1ヶ月経っても彼女からの連絡は来なかった。僕は毎日毎日彼女とのキスの事ばかり考えてた。こらえきれず彼女に電話した。この電話番号は使われておりません、という機械的なメッセージが流れた。共通の友人に聞いたところでは、彼女は以前から年上の彼氏と付き合っていて、それを親に反対されており、二人で逃げたということだった。そこから10数年彼女は正真正銘の行方不明になった。

 

僕はまた以前のような女遊びの生活に戻った。0からリブートするのは大変だったけど、それなりに女の子と遊び、今のかみさんと出会い、結婚した。もう彼女のことを思い出すことはなかった。でも、電話番号を変えることはできなかった。

 

彼女の行方が判明したのは3年前のことだ。僕らの街から2時間程の距離になる小さな街のスナックで同級生が見つけた、という噂が回ってきた。
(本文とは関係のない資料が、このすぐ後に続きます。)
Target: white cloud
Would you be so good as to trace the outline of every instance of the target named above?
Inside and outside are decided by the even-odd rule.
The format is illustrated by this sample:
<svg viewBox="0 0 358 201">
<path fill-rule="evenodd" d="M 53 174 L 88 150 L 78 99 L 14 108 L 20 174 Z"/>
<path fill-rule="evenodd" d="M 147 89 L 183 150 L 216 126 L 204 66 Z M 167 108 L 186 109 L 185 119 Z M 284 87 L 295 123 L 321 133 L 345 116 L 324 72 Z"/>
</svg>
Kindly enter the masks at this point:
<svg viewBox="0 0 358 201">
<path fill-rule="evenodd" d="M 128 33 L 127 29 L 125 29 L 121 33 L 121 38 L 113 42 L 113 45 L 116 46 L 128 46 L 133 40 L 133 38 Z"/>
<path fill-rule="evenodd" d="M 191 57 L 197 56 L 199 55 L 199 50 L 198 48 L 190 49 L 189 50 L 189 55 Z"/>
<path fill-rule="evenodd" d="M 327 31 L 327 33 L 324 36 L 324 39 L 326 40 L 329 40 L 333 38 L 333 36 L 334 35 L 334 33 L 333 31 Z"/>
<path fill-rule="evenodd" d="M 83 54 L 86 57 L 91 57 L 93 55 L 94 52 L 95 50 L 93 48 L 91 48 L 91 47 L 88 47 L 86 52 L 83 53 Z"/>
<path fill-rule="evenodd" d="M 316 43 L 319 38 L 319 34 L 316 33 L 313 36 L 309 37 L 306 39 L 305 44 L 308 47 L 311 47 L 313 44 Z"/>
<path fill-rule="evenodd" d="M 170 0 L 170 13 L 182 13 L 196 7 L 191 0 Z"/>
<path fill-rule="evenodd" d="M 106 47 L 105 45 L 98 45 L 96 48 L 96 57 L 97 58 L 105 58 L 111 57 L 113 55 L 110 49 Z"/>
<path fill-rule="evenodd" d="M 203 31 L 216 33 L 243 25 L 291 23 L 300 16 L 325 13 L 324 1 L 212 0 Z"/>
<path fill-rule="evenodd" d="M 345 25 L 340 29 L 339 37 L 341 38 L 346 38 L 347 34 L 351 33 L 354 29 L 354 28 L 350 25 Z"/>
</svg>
僕は場所を確認し、すぐに新幹線に飛び乗った。別に気持ちが揺れてたわけじゃない。もう、時間は巻戻らないし、さすがにもう10年以上の時がたっていた。

スナックの扉を開けると、禿げたおっさんのセクハラを交わす彼女の姿が見えた。相変わらず背は高く、派手な黄色のドレスに、髪は昔よりもっと明るい茶色になっていた。すぐに彼女も僕に気づいた。僕は逃げ出すように店を飛び出て100メートル程のところで止まった。振り返ると高いヒールで彼女が追いかけてきていた。
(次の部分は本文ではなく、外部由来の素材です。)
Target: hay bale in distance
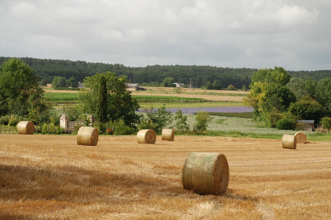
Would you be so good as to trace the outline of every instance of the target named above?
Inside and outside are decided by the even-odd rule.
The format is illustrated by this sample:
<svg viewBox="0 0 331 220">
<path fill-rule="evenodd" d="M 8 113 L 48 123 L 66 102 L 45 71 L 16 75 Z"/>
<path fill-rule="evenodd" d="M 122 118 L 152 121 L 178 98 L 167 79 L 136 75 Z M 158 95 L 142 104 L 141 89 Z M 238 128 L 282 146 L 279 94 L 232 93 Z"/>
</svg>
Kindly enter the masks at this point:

「逃げないでよ」、彼女が言った。僕の大好きだったとてもかわいい顔で。

「ごめん」という一言だけ絞り出せた。彼女の顔には逃れられない年齢の影があったし、少し肉付きが良くなっていた。化粧は濃くなり、むせてしまうくらいの甘ったるい香水の匂いと、タバコの臭いがした。それでも彼女だった。間違いなく、彼女だった。

 

彼女は僕を近くのファミレスで待たせて、店に戻っていった。1時間ほどで彼女が戻ってきた。この10年間、彼女に何があったのか、僕は知ることになった。聞きたくないな、なんて思いながら聞いていた。あの夜のようにただ楽しく話せればよかった。でも、僕らの間にはもう、そんな話題なんて生まれ得なかった。彼女は僕の暮らしを聞いてきた。僕はそれに答えずに、お金に困ってるの?と聞き返した。彼女は少し驚いた後、小さく頷いた。僕は、彼女の店でいいボトルでも頼んであげようなんて思って引き下ろしてきたお札を無理やり全て彼女に握らせて、そのまま店から出ていって、また電車に飛び乗った。

彼女は追いかけてこなかった。電車の中でずっと初めて付き合った日のことを思い出していた。

あの時何もできなかった僕は、10年以上の月日を経て、ほんの少しの抵抗ができるようになった。あの頃一瞬だけ感じられた幸せな思い出をぶち壊すことだけできた。金でもって彼女のプライドを少しだけ傷つけ、僕自身の気持ちに完全に整理を付けたことだけできた。僕はそのことに満足も,後悔もしていない。他にできることは何もなく、できることをしただけだ。

 

今でも電話番号は変えていない。でも彼女から連絡はない。

毎年夏の夜になると告白した日のことを思い出す。彼女は真っ白なワンピースを来ていて、そこから伸びる真っ黒な腕がやけにきれいだった。

夏が来る限りは、彼女のことを忘れられないんだと思う。